Medizinhistoriker empfehlen kritisch-gelassenen Umgang mit Krankheitsnamen
Köln – Beim Umgang mit Krankheitsnamen, die auf Eigennamen von Ärzten zurückgehen, die ethisch oder politisch belastet sind, empfiehlt der Fachverband Medizingeschichte eine „historisch informierte Reflexion“ und daraus resultierend einen kritisch-gelassenen Umgang. Die Arbeitsgemeinschaft der wissenschaftlichen medizinischen Fachgesellschaften (AWMF) befragt im Augenblick die Fachgesellschaften nach Eigennamen-Bezeichnungen, sogenannten Eponymen, die auf politisch belastete Ärzte hinweisen.
Die Benennung von Krankheiten sowie (patho-)physiologischen Phänomenen mithilfe von Eponymen ist seit der frühen Neuzeit bis in die zweite Hälfte des 20. Jahrhunderts gebräuchlich. Ein bekanntes Beispiel: „Morbus Alzheimer“. „Dieser Usus wurde und wird wie der größte Teil der Fachsprache – abgesehen von der anatomischen Nomenklatur – nicht reglementiert“, heißt es in einer Stellungnahme des Fachverbandes.
Fragwürdige Benennungen
Den Gebrauch – oder das Vergessen solcher Bezeichnungen – reguliere die weltweite Medizingemeinschaft durch kollektive Be- und Missachtung, ohne dass offizielle Erklärungen von Fachgesellschaften oder von Herausgebern medizinischer Fachzeitschriften dazu erforderlich wären, so der Fachverband.
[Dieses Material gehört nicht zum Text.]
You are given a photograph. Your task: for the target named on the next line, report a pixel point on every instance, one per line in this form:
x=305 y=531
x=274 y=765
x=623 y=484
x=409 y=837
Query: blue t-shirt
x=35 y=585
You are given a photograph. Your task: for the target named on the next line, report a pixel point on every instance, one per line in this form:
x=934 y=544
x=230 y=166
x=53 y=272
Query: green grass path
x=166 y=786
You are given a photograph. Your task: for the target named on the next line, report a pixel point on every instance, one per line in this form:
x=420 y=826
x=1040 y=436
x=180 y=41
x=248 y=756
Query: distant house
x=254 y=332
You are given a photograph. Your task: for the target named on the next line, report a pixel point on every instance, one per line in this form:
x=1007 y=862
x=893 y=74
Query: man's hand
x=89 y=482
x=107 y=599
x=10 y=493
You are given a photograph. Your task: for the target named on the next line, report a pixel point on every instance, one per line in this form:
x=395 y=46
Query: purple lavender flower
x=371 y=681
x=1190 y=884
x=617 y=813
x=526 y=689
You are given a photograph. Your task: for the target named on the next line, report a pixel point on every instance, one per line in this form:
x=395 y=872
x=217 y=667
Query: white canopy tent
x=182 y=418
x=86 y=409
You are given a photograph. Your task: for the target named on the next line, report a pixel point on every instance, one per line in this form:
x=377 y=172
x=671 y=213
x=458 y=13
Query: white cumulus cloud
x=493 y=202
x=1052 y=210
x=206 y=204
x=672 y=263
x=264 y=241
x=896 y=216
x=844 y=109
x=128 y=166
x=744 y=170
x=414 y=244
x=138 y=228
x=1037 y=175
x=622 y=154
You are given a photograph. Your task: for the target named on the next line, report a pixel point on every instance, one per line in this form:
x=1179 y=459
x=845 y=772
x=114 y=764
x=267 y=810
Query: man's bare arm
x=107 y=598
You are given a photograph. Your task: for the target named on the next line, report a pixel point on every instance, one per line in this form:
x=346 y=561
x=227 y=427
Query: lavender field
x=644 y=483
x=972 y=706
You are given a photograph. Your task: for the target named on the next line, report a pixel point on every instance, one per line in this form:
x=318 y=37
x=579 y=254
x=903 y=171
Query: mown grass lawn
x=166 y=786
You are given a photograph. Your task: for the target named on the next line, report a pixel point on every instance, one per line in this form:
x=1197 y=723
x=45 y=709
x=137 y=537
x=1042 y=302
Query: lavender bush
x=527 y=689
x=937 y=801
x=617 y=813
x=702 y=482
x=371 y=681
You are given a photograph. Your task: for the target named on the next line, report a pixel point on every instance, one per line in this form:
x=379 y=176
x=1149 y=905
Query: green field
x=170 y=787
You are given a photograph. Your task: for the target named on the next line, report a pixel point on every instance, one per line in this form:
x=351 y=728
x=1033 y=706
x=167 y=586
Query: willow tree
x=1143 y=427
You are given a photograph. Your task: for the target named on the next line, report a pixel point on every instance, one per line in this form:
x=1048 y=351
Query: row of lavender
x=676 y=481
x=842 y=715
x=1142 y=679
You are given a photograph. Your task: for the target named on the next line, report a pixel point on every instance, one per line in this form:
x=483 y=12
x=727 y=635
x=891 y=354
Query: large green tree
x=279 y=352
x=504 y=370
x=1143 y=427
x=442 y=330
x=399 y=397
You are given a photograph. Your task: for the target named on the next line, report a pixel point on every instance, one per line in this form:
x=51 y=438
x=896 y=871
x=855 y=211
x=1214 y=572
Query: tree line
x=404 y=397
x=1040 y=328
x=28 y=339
Allerdings hätten Ärzte bereits seit der griechisch-römischen Antike häufig unter zweifelhaften Bedingungen geforscht und dabei auch neue Benennungen verwandt. „Edward Jenners Kuhpocken- oder Robert Kochs Tuberkulinversuche würden heute vor keiner Ethikkommission Bestand haben“, nennt der Fachverband Beispiele. Die Medizingeschichte sei „voll von solch fragwürdigen Geschichten und damit in Zusammenhang stehenden Benennungen“.
Korrekturen andenken
Es sei wichtig, „fortwährend historische Fehler zu benennen, dadurch aus ihnen zu lernen und auch die dunkle Geschichte des Fachs als die eigene anzuerkennen“, heißt es in der Stellungnahme. Dies gelte insbesondere für den Umgang mit nationalsozialistischen Ärzten.
Der Fachverband begrüßt in diesem Zusammenhang ausdrücklich, dass medizinisch-wissenschaftliche Fachgesellschaften sich ihrer Verantwortung stellten und in den vergangenen Jahren und Jahrzehnten ihre Geschichte erforschten.
„Die von einstigen Fachvertretern ausgegangenen Bezeichnungen zu ändern, etwa im Rahmen einer feierlichen Erklärung der jeweiligen Fachgesellschaften, scheint uns aber im nationalen wie internationalen Rahmen aus den oben genannten Gründen weder durchsetzbar noch hilfreich zu sein“, heißt es in der Stellungnahme weiter.
Die deutschen medizinisch-wissenschaftlichen Fachgesellschaften sollten sich vielmehr von einer eponymkritischen Bewegung und entsprechenden Anfragen zu einer historisch informierten Reflexion anregen lassen.
Abhängig vom medizinhistorischen Forschungsstand könne es im Einzelfall angemessen sein, auf den problematischen Kontext einzelner Eponyme beziehungsweise ihrer Namensgeber hinzuweisen und auf alternative Benennungen aufmerksam zu machen, empfiehlt der Verband.
„Solche differenzierten Empfehlungen zu übermitteln erscheint uns sinnvoller als apodiktische Erklärungen zum Gebrauch von Fachtermini zu proklamieren, deren Reichweite und Verbindlichkeit fraglich wäre“, heißt es in der Stellungnahme.